Live your own life
God does not impose His will on you. He allows you to make choices, this we say is free will. Now on the other hand why do we expect others to conform to what we expect of them Why do we get disappointed and angry when others do not do what we expect of them.
Many times I have requested family and friends for favours and than I am disappointed, get angry,
when they do not fulfill my favours. How can I expect others to live my life? Why do I allow anger and heart ache to consume me when I feel a betrayal of my wishes. They too have free will, even if they agreed to grant me a favour it does not mean they cannot change their minds. It is their choice, they are also entitled to their free will.
Could be that I hold fast to the rule that "I am my word" , than again it is my rule in life not theirs, they have their own rules or not, but still that is their choice to make.
When I realise all these, I am less angry with them, but am surprised at how heavy handed I can be. Going forward, I will make it a point to remember that everyone has choices. Everyone is walking their own road, making their own journey, who am I to expect them to take a detour and to fill in the gap in my road.
So I cannot be at places or spend time with people I love. I will learn to accept these situations and just do the best given the circumstances. Yes, I can support and help along the way. It is always easier to tell someone what they need to do in the disguise of advice. But, really it is more of dictating what and how they should live their life. According to my expectations.
This has got to stop, than maybe all this disappointments and restlessness will finally be lifted. My spirit will be at peace.

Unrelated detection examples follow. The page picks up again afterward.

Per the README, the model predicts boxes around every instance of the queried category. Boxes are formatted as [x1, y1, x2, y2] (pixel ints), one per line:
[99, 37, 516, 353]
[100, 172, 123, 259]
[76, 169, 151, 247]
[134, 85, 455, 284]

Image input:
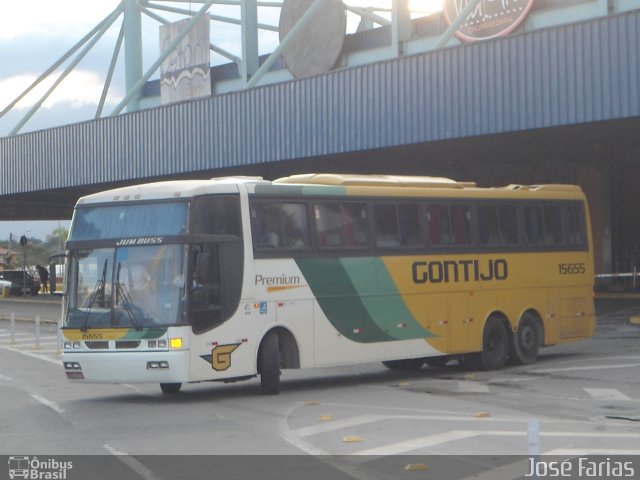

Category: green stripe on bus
[296, 258, 394, 343]
[341, 257, 433, 340]
[121, 328, 167, 340]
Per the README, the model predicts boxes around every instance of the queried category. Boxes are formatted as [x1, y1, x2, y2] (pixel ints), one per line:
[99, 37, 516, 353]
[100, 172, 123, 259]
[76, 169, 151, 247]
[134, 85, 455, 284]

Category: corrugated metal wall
[0, 8, 640, 195]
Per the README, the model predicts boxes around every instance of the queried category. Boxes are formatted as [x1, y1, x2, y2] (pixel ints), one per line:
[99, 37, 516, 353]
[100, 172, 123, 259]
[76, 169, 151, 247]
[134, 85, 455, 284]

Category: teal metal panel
[0, 11, 640, 194]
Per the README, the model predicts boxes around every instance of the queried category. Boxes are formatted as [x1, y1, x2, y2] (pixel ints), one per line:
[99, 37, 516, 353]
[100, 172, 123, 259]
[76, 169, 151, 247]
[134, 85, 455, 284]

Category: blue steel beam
[0, 4, 122, 118]
[95, 22, 124, 119]
[9, 6, 120, 135]
[111, 0, 220, 115]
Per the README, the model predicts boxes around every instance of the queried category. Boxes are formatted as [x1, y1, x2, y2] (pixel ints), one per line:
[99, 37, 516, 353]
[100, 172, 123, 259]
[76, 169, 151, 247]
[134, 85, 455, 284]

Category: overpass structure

What do I do than, do I have to pick up the pieces and restore order. Will this wear me out time and time again. I suppose this is when I will remember to "leave places and situations better than when I arrived and if I cannot than I will leave them the way they were not worse than before."
Funny how I seem to remember all these lessons when I amcontemplating my predicament. But in reality, I forget all these lessons and just react without thought, in the moment and with a lot of drama and tears and self pity.
It is not easy to live my own life and let others live theirs. No, I always want to dictate how they should behave. What they have to do. I have to realise this will only make me happy and contend but I forget that they will habour resentment towards me and thus become unhappy and discontented with their situation having someone dictating their lives.
Yes, just walk away from the chaos, and if I cannot tolerate the chaos than organise it because I like every thing neat and tidy, so it is my choice to organise someone else's mess and be happy with the choices that I made and not be resentful that I am the one bringing order to chaos. I cannot expect them to be grateful for this or to expect them to follow my example. It is their choice. I can only lead by example and hope that it will make a difference.